Vatican City (AsiaNews) - Terrible "news continue to come out of Syria and Iraq, about acts of violence, abduction and harassment against Christians and other groups. Let those involved in these situations be aware that we have not forgotten them, that we are close to them, and that we are praying insistently for an end to the intolerable brutality of which they are victims," said Pope Francis in today's Angelus prayer.
Together with the Middle East, Francis also mentioned Venezuela's "moments of grave tensions" and urged "everyone to reject violence and show respect for the dignity of every person." The Holy Father made his appeal after the Angelus.
Before the prayer, the pope commented today's Gospel passage on the Transfiguration, which "is at the peak of Jesus' public ministry. He is on his way to Jerusalem, where the prophecies of the 'Servant of God' will be fulfilled and where his redeeming sacrifice will be done. The crowds, facing the prospect of a Messiah that does not fit their earthly expectations, abandoned him. They thought that the Messiah would be a liberator of his country from Roman rule. Jesus did not like this perspective."

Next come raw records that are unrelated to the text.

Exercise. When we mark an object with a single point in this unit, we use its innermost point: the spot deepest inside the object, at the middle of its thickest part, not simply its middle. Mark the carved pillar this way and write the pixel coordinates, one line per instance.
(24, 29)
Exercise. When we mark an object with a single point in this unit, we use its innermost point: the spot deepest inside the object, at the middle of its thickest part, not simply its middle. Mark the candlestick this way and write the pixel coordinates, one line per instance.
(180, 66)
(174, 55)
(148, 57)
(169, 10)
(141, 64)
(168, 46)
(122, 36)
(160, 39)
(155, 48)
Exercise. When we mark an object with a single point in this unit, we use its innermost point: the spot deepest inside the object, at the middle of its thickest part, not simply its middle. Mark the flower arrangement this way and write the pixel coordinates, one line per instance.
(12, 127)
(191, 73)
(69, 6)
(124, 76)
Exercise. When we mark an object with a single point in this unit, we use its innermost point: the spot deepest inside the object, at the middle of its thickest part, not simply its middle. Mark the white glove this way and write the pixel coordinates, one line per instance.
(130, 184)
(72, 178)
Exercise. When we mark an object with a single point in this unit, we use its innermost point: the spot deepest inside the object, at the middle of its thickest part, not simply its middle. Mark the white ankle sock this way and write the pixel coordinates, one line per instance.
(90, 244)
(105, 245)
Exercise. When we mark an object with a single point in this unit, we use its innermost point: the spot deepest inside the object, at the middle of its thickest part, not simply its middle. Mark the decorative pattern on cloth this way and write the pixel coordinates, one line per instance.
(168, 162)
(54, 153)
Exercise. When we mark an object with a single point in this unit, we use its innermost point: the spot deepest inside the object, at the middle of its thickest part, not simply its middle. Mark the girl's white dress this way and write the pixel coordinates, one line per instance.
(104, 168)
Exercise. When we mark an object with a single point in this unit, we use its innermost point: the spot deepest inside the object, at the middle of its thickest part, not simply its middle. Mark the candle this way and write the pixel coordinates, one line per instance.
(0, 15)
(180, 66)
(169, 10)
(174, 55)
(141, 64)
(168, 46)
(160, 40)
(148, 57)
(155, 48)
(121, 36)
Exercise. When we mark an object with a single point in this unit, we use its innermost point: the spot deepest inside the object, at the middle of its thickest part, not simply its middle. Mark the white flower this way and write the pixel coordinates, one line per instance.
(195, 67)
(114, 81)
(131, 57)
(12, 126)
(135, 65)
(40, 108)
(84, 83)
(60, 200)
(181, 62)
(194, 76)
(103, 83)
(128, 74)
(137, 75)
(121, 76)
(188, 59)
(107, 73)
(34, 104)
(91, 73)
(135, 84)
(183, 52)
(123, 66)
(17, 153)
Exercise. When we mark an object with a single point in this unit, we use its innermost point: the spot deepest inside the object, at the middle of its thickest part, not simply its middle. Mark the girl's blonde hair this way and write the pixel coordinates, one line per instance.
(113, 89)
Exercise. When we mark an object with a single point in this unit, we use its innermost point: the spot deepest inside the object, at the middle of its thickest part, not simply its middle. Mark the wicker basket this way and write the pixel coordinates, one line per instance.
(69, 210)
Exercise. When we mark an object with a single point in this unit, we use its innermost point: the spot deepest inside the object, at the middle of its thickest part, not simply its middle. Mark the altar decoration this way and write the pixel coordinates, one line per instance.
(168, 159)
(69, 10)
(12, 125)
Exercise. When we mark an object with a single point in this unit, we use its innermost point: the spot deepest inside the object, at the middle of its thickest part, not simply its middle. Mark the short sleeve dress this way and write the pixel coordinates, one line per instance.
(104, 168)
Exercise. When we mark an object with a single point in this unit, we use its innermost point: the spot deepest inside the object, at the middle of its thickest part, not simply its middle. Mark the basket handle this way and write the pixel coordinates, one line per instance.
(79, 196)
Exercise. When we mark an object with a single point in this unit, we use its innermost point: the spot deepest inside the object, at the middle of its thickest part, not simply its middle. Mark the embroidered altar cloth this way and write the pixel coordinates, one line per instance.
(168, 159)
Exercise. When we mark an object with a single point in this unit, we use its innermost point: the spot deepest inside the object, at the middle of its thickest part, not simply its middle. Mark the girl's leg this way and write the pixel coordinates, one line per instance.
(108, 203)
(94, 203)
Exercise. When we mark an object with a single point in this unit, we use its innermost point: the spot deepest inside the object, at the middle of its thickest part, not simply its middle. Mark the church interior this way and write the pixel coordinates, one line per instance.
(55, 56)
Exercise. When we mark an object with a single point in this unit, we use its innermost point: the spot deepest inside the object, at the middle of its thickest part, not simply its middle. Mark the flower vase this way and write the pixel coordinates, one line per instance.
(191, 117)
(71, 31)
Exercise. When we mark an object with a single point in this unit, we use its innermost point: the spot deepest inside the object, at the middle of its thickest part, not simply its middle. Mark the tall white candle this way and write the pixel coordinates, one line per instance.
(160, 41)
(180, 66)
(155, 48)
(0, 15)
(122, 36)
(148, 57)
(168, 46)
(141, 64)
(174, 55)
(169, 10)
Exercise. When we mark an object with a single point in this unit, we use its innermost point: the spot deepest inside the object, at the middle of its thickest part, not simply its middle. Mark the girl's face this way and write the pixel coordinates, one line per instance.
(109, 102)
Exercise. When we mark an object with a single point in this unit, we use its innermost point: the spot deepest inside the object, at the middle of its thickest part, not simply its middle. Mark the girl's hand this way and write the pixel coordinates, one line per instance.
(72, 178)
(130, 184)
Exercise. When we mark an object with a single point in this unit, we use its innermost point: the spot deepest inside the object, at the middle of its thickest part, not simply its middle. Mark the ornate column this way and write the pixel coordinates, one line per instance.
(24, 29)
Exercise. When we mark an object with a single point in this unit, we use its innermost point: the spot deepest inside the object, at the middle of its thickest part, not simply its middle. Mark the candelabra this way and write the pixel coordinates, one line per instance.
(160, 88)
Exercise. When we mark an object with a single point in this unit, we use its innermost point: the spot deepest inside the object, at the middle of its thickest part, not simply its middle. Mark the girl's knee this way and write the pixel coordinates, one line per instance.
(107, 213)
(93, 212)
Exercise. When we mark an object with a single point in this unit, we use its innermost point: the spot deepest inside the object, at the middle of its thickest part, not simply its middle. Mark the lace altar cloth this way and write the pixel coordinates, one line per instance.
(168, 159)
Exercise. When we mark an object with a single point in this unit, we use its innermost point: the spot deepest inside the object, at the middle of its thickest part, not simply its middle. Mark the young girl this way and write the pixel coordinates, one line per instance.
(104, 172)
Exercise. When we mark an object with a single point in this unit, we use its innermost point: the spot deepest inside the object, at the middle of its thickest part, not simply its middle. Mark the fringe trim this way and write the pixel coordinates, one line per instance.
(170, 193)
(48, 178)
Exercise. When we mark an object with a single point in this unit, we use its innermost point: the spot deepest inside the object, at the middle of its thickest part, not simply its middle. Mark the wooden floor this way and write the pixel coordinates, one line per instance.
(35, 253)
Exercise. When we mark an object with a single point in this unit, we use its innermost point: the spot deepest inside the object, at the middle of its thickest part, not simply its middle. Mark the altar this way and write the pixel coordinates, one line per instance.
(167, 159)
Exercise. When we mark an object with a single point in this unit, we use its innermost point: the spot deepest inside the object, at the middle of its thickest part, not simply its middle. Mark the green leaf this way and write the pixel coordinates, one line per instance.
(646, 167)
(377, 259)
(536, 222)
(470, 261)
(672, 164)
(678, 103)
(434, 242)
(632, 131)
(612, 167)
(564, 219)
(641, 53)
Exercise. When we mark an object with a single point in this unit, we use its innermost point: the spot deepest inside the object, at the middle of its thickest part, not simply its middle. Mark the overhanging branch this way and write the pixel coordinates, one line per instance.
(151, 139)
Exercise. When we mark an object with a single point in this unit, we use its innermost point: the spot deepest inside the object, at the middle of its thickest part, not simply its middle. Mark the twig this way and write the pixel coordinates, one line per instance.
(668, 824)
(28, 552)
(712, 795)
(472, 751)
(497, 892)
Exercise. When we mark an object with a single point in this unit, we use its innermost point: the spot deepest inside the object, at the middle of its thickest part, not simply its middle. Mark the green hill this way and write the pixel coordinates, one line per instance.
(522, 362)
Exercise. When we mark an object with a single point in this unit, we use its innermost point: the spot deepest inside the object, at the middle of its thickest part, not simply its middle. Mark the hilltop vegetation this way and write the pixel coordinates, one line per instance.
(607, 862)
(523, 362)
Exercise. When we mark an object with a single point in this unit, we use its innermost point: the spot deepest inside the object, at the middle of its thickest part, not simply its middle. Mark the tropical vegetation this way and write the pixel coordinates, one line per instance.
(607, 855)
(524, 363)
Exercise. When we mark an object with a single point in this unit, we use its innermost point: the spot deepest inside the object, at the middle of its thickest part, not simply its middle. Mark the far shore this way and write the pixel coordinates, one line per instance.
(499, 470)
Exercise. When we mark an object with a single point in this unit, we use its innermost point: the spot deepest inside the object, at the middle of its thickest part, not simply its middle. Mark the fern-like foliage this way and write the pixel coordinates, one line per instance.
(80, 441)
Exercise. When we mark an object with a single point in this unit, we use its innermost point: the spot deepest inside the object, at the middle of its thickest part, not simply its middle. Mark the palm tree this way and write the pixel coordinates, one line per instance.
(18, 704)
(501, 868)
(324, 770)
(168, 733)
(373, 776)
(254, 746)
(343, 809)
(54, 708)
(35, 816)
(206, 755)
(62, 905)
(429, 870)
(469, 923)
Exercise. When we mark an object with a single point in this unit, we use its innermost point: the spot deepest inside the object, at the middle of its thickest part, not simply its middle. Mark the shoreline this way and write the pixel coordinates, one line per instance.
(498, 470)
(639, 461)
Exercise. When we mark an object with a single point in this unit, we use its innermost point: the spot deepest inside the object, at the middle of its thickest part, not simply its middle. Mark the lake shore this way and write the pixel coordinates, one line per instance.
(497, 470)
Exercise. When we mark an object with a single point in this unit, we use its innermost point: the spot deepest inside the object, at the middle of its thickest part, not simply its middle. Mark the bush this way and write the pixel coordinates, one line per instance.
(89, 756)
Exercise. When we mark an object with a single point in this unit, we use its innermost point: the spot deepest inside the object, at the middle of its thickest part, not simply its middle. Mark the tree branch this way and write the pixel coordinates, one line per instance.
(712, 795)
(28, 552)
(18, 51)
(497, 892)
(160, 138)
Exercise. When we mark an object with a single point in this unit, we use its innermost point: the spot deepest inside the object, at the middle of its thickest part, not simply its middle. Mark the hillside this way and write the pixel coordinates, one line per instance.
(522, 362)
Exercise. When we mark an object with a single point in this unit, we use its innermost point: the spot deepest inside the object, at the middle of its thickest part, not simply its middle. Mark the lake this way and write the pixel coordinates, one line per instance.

"Even the Apostles," he said, "did not understand the words with which Jesus announced the outcome of his mission in glorious passion. They did not understand. Jesus then showed Peter, James and John, a foretaste of his glory, that he would have after the Resurrection, to confirm them in the faith and encourage them to follow the path of the Cross. On a high mountain, immersed in prayer, he was transfigured before them: his face and his whole person radiated a brilliant light. The three disciples were frightened, whilst a cloud enveloped them and from above came - as in the Baptism in the Jordan - the voice of the Father, 'This is my beloved Son. Listen to him' (Mk 9:7). Jesus is the Son who became servant, sent into the world to implement through the cross the project of salvation. His full adherence to the Father's will makes his humanity transparent to the glory of God, who is Love."
"Jesus," the pope pointed out, "reveals himself as the perfect icon of the Father, the irradiation of his glory. He is the fulfilment of Revelation. For this reason, beside Him transfigured, Moses and Elijah appear, representing the Law and the Prophets, indicating that everything begins and ends in Jesus. The directive for the disciples and for us is this: 'Listen to him!' Listen to Jesus. He is the Saviour: follow him. Listening to Christ, in fact, entails taking on the logic of his Paschal Mystery, setting off with him in order to make our lives a gift of love to others, in docile obedience to God's will, with an attitude of detachment from worldly things and of inner freedom. We must, in other words, be prepared to 'lose our life' (cf. Mk, 8:35), to give it, so that everyone can be saved and that we might meet again in eternal happiness. Jesus' journey always leads us to happiness. There will be a cross [to bear], trials [to undergo], but there will always be happiness. Jesus does not deceive us; for this reason, we have to set off on his path. "
"With Peter, James and John," said the pontiff in concluding, "we also climb the Mount of Transfiguration and stop in contemplation of the face of Jesus, to receive the message and translate it into our lives, because we too can be transfigured by love. Love transfigures everything. Do you believe it? Ah, not so much from what I hear [The crowd shouts 'yes']. May the Virgin Mary, whom we now invoke with the Angelus prayer, support us in this journey."
Following the Marian prayer, the pontiff issued a number of appeals. "Dear brothers and sisters, unfortunately, unending tragic news continue to come out of Syria and Iraq, about acts of violence, abduction and harassment against Christians and other groups. Let those involved in these situations be aware that we have not forgotten them, that we are close to them, and that we are praying insistently for an end to the intolerable brutality of which they are victims. Together with the members of the Roman Curia, I offered, according to this intention, the last Mass the Spiritual Exercises, last Friday. At the same time I call on everyone, according to their possibilities, to work to alleviate the suffering of those who are tested, often only because of the faith they profess. Let us pray for these brothers and sisters, who suffer for their faith. In Syria, in Iraq. Let us pray in silence." At this point, the crowd in the square joined the Holy Father in silent prayer.
"Let me also mention Venezuela," Francis added, "which is going through moments of acute tensions. I pray for the victims; in particular, for the boy who was killed a few days ago in San Cristobal. I urge everyone to reject violence and show respect for the dignity of every person and the sanctity of human life and I encourage you to walk together for the good of the country, opening spaces to meet and engage in sincere and constructive dialogue. I entrust that dear country to the maternal intercession of Our Lady of Coromoto."